A palavra salva-nos. A palavra dá sentido ao vazio. Uma ausência escondida no sótão que surge esfregando os olhos.

O medo tem voz, a mágoa e a tristeza soltam-se em sons de palavras que não existem. E tal como é difícil explicar a dor que se sente, também é muito difícil explicar a origem das mágoas. Os factos só por si não explicam nada, ou muito pouco. A dor não é fácil nomear-se. Andamos às voltas, às voltas, e parece nunca chegarmos ao sítio certo, tal como pesquisar a caldeira de um vulcão e não conseguir descobrir o buraco por onde sai a lava que inunda a vida por inteiro. É difícil encontrar a origem…

Para além dos factos que julgamos ser o fulcro de tudo e a raiz do mal, uma espécie de caixa de onde saiu todo o infortúnio, temos que considerar a culpa, a traição, a mentira, a chantagem, a vingança, o ódio camuflado devido a amores impossíveis. E nisso os factos são inocentes, somos nós que os transportamos.

O facto nada acrescenta. O facto é apenas o pilar que suporta o discurso sem nexo, para trás e para a frente, confusão entre o antes e o depois, como redemoinhos feitos de vento forte.
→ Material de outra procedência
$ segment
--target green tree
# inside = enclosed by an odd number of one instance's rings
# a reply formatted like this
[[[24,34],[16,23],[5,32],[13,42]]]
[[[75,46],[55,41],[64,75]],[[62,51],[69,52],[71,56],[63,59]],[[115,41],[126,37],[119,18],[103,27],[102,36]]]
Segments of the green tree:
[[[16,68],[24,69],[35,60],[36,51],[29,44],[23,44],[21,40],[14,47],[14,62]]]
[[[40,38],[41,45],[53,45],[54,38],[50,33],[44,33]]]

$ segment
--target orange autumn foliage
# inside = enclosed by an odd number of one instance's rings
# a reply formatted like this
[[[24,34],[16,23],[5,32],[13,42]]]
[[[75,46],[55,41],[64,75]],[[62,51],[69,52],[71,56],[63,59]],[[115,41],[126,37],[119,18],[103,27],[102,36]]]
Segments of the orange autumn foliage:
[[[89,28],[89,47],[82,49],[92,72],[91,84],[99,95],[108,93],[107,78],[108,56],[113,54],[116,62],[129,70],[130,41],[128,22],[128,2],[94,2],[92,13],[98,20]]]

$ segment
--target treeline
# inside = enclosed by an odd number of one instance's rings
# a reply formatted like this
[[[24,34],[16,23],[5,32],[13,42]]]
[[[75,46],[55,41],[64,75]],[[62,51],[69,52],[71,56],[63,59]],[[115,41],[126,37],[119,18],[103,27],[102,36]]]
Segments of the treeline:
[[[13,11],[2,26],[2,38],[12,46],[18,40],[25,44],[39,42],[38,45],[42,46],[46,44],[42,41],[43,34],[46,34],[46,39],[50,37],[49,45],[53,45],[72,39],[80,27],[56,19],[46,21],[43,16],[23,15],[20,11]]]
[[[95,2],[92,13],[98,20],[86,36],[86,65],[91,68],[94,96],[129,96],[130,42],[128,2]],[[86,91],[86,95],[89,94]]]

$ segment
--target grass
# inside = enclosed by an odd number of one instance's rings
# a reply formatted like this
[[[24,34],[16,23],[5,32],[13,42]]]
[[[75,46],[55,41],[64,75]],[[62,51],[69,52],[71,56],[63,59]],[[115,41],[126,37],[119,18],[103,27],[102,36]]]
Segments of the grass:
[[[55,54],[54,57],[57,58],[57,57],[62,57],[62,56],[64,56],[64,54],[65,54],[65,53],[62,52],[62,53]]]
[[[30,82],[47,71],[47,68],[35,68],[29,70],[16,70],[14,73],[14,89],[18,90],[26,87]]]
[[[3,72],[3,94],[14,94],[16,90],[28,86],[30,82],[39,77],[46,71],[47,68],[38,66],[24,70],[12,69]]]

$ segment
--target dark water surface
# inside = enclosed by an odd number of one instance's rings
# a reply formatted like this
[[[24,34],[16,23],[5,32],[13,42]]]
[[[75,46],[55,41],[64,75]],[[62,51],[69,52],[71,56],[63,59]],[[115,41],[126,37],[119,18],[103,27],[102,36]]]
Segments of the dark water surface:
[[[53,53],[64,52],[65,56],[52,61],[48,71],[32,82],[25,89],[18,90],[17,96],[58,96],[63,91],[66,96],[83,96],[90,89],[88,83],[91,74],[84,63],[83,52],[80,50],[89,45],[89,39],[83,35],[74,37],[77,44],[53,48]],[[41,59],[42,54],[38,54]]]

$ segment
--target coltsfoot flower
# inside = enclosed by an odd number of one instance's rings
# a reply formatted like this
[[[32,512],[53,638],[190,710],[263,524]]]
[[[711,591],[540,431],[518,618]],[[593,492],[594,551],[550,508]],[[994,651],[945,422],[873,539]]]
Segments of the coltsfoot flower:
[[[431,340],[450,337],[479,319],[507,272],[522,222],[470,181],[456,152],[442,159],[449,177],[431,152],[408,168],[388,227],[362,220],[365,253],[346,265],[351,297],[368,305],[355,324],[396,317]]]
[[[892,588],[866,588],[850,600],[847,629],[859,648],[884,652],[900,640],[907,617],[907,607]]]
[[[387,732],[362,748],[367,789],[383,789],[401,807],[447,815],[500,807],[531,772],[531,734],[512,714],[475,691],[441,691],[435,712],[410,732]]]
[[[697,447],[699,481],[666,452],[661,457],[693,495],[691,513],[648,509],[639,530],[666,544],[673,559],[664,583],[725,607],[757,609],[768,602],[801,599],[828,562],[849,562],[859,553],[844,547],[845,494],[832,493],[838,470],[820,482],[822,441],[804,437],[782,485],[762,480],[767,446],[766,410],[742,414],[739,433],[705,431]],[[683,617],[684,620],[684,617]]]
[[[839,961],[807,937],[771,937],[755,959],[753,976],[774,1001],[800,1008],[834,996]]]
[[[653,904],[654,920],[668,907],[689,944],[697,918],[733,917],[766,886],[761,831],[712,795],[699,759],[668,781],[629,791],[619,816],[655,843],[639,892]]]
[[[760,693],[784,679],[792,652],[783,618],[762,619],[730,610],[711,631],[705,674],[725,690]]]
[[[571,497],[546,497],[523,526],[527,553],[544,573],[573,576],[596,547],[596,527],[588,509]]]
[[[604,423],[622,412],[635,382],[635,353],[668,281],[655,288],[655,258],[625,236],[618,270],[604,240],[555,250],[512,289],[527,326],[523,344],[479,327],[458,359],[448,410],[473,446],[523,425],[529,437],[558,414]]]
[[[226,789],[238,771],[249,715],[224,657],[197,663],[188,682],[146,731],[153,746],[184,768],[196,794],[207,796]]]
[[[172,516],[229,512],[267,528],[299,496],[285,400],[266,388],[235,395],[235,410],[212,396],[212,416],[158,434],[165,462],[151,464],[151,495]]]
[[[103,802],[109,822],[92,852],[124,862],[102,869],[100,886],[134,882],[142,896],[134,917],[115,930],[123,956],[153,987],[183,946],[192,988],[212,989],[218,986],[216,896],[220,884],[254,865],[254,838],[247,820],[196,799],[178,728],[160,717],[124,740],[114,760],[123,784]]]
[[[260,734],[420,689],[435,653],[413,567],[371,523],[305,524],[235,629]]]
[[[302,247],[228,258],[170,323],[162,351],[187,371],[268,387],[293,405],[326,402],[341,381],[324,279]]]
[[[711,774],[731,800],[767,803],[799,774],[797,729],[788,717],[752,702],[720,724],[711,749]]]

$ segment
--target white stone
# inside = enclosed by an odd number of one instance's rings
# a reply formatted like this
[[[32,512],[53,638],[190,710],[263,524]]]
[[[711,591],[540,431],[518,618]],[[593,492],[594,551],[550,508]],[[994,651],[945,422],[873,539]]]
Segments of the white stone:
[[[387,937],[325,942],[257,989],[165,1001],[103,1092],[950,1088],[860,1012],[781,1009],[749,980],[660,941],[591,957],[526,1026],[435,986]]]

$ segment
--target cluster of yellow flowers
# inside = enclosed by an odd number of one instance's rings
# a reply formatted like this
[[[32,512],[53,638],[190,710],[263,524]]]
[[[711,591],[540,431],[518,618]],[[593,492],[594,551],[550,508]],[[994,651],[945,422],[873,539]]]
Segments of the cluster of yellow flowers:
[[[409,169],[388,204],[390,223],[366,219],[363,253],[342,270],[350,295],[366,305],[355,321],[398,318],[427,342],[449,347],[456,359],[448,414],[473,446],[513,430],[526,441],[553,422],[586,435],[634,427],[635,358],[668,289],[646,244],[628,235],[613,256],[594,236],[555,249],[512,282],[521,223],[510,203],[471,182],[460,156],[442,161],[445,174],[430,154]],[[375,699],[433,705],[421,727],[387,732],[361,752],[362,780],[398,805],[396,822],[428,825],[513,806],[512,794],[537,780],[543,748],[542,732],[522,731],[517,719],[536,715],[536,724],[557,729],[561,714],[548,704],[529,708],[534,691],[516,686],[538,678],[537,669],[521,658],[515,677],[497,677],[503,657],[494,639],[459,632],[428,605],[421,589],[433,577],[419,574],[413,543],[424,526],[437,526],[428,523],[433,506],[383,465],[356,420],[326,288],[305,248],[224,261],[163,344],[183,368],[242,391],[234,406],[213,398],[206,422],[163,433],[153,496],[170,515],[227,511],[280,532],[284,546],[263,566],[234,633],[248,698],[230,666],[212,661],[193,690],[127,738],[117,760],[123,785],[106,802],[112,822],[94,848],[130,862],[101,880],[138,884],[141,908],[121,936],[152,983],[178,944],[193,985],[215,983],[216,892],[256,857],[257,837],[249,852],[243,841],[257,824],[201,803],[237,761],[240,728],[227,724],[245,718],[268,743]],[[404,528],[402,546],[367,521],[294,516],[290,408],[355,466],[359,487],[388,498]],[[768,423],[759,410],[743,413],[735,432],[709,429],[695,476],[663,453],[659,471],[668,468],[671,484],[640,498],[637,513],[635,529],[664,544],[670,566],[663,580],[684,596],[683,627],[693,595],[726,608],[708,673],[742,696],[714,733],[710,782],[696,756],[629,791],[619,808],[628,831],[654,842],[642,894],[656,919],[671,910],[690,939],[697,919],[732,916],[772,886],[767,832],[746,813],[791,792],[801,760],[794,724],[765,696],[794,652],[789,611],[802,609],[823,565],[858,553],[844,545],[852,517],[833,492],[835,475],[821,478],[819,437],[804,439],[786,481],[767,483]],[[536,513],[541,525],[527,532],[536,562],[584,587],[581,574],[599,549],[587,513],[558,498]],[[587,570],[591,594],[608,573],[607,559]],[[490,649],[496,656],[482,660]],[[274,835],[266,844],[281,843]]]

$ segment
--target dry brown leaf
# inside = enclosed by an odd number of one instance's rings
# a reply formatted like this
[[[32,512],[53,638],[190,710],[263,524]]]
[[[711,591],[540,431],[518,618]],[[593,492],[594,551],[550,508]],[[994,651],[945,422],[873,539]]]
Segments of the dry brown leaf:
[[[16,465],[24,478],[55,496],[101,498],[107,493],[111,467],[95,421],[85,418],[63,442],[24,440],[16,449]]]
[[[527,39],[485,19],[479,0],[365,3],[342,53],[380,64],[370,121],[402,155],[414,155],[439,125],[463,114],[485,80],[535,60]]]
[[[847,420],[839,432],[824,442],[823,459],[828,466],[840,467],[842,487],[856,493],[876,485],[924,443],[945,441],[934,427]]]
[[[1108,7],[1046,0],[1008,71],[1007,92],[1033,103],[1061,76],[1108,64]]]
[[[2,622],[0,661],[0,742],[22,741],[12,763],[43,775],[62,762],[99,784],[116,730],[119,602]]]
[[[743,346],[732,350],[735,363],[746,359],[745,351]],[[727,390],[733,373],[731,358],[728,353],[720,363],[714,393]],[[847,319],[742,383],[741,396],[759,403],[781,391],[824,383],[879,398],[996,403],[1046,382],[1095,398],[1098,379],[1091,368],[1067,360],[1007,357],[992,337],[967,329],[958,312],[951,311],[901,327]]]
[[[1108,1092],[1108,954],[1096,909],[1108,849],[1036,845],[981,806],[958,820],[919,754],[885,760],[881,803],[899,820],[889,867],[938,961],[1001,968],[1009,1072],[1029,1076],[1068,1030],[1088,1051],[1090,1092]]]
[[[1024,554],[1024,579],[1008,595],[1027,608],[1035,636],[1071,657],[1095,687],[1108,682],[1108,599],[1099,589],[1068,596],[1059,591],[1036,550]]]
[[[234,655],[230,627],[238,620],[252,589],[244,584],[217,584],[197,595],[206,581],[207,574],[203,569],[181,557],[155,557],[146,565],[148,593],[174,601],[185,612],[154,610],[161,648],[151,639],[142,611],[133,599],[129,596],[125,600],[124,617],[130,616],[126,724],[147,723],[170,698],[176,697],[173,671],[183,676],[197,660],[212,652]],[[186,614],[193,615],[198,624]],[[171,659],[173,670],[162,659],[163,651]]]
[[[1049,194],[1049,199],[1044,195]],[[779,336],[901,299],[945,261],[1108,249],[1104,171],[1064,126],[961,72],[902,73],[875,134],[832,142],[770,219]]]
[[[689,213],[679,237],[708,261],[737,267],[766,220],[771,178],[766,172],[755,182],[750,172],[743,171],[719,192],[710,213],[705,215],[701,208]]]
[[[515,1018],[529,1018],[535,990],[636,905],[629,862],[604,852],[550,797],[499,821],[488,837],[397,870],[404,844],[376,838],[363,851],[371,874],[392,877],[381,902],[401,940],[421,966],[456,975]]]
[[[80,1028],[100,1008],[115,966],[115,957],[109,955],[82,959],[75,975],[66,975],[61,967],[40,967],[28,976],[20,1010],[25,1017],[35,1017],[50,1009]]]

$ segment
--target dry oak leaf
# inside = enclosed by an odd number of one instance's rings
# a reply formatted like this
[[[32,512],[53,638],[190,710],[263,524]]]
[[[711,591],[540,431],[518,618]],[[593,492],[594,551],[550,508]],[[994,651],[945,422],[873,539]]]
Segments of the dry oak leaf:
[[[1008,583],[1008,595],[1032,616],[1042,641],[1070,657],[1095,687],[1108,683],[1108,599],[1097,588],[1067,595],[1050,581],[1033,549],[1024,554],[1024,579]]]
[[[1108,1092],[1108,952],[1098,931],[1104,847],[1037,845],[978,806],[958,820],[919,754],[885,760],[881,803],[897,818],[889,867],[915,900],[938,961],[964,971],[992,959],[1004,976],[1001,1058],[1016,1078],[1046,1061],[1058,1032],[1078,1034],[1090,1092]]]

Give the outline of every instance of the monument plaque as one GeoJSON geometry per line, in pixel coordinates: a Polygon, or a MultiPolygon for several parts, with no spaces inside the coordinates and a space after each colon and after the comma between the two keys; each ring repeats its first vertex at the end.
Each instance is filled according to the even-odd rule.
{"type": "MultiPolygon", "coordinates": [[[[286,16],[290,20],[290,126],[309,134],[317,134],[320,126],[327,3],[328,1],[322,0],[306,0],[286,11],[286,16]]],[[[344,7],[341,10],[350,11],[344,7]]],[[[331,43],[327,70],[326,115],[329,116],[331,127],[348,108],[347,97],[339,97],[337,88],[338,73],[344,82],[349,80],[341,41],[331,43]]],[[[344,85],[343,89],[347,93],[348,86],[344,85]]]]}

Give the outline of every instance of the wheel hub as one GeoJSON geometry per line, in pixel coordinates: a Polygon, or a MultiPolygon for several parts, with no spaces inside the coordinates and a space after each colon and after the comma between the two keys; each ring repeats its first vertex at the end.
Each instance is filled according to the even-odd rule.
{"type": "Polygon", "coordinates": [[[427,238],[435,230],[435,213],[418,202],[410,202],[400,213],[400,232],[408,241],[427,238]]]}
O facto não nos deixa ir ao fundo. A sua presença informe e arrogante não deixa vislumbrar sequer as sombras que estão ao seu redor. A vontade de seguir e entrar no obscuro mundo da insânia, o prazer misturado com lágrimas, a malícia nos gestos, o olhar que suportou o momento. Um olhar de assentimento que amenizava gestos de fuga e raiva….

Não nos perdoamos. As primeiras palavras apenas confirmam que foi o facto e o outro a raiz do mal. Como isso nos bastava para seguir em frente. Como um condenado a quem novas provas de ADN o retiram da prisão.

E depois, vezes sem conta regressamos. Reconhecemos com muito custo. Magoa tanto que nos apetece abandonar o barco. E tantas vezes saltamos borda fora e a água gelada ajuda-nos a esquecer onde estivemos e para onde vamos. Ser infeliz é isso. Não ficar para chorar tudo de uma vez, chorar a nossa realidade humana. Eu nunca fiquei no barco. Prefiro não falar mais do que as primeiras palavras que encostam os factos e os outros às cordas. Prefiro a mágoa que aparece e desaparece, mitigada pela surpresa da vida, do que quebrar sob o peso da culpa e da vergonha devido a palavras ácidas que nos vão obrigar para sempre a alterar gestos e sorrisos. Não ficamos mais felizes, apenas mais verdadeiros. E isso não é mais do que assumir a nossa vulgaridade, tornar-nos seres tão execráveis como aqueles que culpamos, questionados para sempre pela ausência de valores e audácia. A cura é morrer para a vida. Sermos capazes de nos olhar agora, sem a marca da dor, mas no horror de percebermos quem somos.

É por isso que prefiro a beleza à verdade.